La joven norteamericana bajo el carácter de esposa

La independencia de la mujer en Norteamérica desaparece totalmente en los lazos del matrimonio. Si la joven soltera se halla menos sujeta que en cualquier otra parte, la esposa está sometida a obligaciones más estrechas. La primera hace de la casa paterna un lugar de libertad y de recreo, y la segunda considera la morada de su marido como un claustro.

Estos dos estados tan diferentes no son quizá tan contrarios como se supone, y es natural que las mujeres norteamericanas pasen por el uno para llegar al otro.

Los pueblos religiosos y las naciones industriales tienen una idea muy grave del matrimonio. Los unos consideran la regularidad de la vida de una mujer como la mejor garantía, y la señal más evidente de la pureza de sus costumbres. Los otros ven en ella la prenda segura del orden y de la prosperidad del hogar doméstico.

Los norteamericanos componen a la vez una nación puritana y un pueblo comerciante. Sus creencias religiosas y sus hábitos industriales les hacen exigir de la mujer una completa abnegación y un sacrificio continuo de sus placeres a sus ocupaciones, que es muy raro pretender de ellas en Europa. Así, reina en los Estados Unidos una opinión pública inexorable, que encierra a la mujer en el pequeño círculo de intereses y deberes domésticos, y le prohibe salir de él.

La joven norteamericana encuentra firmemente establecidas todas estas nociones a su entrada en el mundo; ve las reglas que nacen de ellas; no tarda en convencerse de que no podría sustraerse un momento a los usos de sus contemporáneos, sin poner en peligro su tranquilidad, su honor y hasta su existencia social, y encuentra en su firme razón y en los hábitos varoniles que su educación le ha dado, la energía necesaria para someterse a ellos.

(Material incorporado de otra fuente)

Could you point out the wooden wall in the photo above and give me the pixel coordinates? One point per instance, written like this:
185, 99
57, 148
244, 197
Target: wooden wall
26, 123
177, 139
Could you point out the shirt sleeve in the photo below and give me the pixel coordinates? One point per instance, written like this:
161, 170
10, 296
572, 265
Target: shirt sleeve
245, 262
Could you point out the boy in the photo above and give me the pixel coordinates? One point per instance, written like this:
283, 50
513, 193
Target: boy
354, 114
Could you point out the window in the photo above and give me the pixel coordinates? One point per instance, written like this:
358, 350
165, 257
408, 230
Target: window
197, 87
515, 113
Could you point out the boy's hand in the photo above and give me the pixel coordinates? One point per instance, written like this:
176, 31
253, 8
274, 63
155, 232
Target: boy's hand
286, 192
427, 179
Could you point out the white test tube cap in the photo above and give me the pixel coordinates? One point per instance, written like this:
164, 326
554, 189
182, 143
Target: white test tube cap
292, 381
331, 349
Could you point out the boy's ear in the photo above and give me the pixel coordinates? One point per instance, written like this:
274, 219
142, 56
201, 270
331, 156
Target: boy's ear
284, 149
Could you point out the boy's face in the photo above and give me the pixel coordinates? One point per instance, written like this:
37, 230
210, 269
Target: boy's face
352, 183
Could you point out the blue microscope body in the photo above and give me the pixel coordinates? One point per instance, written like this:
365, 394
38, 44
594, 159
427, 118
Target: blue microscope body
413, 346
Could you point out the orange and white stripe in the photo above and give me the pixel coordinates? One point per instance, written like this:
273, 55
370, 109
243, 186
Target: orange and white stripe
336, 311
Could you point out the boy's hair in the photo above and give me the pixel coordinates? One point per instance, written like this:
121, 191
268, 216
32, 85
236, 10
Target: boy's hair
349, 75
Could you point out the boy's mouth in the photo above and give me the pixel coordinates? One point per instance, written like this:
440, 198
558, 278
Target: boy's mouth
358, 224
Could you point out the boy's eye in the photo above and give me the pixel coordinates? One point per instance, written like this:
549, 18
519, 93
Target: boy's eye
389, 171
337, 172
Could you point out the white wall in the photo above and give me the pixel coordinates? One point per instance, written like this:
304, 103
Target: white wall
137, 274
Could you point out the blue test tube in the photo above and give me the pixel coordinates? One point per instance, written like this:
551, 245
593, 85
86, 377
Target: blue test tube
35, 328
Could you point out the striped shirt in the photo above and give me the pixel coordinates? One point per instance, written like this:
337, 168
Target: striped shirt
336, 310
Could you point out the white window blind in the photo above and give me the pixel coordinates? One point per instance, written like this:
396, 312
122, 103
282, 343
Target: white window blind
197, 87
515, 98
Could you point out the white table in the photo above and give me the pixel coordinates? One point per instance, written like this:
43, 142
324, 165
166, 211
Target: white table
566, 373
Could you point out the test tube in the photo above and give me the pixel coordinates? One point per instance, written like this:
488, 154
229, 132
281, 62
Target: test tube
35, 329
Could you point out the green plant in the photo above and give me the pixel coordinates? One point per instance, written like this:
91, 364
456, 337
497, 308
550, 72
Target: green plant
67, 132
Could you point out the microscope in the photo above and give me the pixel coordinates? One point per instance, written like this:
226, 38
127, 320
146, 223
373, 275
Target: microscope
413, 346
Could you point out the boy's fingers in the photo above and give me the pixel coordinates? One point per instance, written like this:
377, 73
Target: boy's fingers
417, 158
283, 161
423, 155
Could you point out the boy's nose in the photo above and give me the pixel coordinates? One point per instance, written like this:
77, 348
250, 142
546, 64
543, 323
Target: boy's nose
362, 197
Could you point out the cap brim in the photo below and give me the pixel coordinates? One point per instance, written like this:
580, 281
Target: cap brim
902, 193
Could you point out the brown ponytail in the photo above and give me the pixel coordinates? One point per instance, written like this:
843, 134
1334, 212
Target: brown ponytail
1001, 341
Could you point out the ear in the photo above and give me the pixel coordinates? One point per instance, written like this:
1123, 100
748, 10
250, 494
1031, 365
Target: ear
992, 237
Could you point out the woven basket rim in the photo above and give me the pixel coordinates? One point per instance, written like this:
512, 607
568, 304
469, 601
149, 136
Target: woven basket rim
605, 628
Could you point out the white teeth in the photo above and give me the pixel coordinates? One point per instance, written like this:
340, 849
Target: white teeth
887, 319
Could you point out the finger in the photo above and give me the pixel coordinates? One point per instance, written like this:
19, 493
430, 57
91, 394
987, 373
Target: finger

Puede decirse que en el uso de su independencia es donde ha adquirido el valor suficiente para sufrir sin lucha y sin queja el sacrificio, cuando llega el momento de imponérselo.

La norteamericana no cae jamás en los lazos del matrimonio como en una red tendida a su sencillez o a su ignorancia. Sabe con mucha anticipación lo que se espera de ella y de su espontánea voluntad; se somete al yugo, tolerando resueltamente su nueva condición, por que ella misma la ha escogido.

Como la disciplina paternal en Norteamérica es muy suave, y el lazo conyugal muy estrecho, con mucha circunspección y temor se deciden las jóvenes a contraerlo, y por esto casi nunca se ven uniones precoces. Las norteamericanas no se casan sino cuando su razón está madura y ejercitada; mientras que en cualquiera otra parte no comienzan las mujeres a ejercitarla y madurarla sino en el matrimonio.

Estoy muy lejos de creer que el cambio que se opera en todos los hábitos de las mujeres en los Estados Unidos, desde el momento en que se casan, debe sólo atribuirse a la fuerza de la opinión pública; pues muchas veces se imponen ellas mismas estos deberes sólo por su propia voluntad.

Cuando llega el tiempo de elegir esposo, la fría y austera razón que la vista del mundo ha fortalecido e ilustrado, indica a la norteamericana, que un carácter independiente y ligero en los lazos del matrimonio, es causa de eterno desorden y no de contento; que los recreos y pasatiempos de la soltera no son a propósito para la esposa, y que la mujer casada encuentra las fuentes de la felicidad en la mansión conyugal. Después de haber visto con claridad el único camino que puede conducir a la felicidad doméstica, da sus primeros pasos y los sigue hasta el fin, sin intentar volverse atrás.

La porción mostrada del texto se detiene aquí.